Figure 2. Exogenous PPARγ or H₂O₂ rescues adipocyte differentiation in the presence of mitochondrial targeted antioxidants.

(A) Human MSCs were infected with AdPPARγ2 or AdNull at day 1 and treated with TPP (500nM) or MitoCP (500nM) +/− 5 μM troglitazone (Tro) starting at day 2. Subsequently, at day 21 of differentiation cells were stained with Oil Red O and optical density (OD) values were assessed. N=3 ± SEM.

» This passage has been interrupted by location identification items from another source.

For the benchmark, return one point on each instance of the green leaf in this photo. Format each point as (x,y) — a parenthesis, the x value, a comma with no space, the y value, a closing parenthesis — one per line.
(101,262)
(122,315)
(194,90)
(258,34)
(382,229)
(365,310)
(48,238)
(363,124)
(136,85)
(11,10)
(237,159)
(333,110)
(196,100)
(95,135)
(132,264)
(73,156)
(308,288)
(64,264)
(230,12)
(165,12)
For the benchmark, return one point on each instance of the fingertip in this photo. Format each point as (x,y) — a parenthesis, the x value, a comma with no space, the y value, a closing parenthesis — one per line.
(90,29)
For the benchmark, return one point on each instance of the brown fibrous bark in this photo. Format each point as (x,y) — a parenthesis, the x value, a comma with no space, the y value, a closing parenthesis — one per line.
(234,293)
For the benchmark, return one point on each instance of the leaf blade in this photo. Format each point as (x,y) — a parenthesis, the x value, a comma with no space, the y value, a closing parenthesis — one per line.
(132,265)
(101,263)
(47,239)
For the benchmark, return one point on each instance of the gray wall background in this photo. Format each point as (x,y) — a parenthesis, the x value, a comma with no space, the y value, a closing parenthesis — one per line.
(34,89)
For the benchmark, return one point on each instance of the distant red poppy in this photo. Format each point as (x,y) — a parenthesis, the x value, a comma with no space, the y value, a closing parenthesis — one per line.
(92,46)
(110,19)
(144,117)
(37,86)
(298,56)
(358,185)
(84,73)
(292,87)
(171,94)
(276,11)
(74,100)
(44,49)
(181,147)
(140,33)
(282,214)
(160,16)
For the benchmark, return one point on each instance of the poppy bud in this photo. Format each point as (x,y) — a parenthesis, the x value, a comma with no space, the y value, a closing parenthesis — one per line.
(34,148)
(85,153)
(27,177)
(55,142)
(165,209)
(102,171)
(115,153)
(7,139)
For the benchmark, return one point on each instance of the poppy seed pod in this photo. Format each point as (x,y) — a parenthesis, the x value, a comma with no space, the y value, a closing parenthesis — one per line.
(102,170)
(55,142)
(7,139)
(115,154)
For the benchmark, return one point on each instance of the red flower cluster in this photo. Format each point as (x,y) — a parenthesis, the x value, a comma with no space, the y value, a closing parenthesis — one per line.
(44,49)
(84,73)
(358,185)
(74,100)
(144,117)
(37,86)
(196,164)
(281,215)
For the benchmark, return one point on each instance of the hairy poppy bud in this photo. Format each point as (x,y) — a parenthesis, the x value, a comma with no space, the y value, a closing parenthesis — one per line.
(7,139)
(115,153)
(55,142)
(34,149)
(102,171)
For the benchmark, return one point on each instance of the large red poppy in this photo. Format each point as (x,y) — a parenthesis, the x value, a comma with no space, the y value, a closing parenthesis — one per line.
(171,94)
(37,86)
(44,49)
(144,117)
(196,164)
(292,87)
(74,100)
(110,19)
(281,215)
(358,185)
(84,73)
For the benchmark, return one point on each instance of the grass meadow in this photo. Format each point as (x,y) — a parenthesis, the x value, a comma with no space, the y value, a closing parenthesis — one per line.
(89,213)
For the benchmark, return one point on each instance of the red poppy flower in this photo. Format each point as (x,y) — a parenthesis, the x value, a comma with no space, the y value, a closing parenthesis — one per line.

(B) Gene expression of PPARγ2 and its target genes at day 7 of differentiation in human MSCs infected with AdPPARγ2 or AdNull at day 1 and treated with TPP (500nM) or MitoCP (500nM) +/− 5 μM troglitazone (Tro.) starting at day 2. N=3 ± SEM.

(C) Western blot analysis of PPARγ protein at Day 5 of adipocyte differentiation. Human MSCs were infected with AdNull or AdPPARγ2 at day 1 and administered 500 nM of MitoCP or TPP control starting at day 2.

(D) Intracellular H₂O₂ levels of human MSCs treated with galactose (0.5mM) with or without galactose oxidase (GAO, 0.015U/ml) in the presence of 500 nM of TPP or MitoCP starting at Day 2. N=3 ± SEM.

(E) Human MSCs were treated with galactose (0.5mM) with or without GAO (0.015U/ml) plus 500 nM of TPP or MitoCP starting at day 2. Subsequently, at day 21 of differentiation cells were stained with Oil Red O and optical density (OD) values were assessed. N=3 ± SEM.

(F) Human MSCs were treated with galactose (0.5mM) with or without GAO (.015U/ml) plus 500 nM TPP or MitoCP starting at day 2. Gene expression was analyzed at day 7 of differentiation. N=3 ± SEM.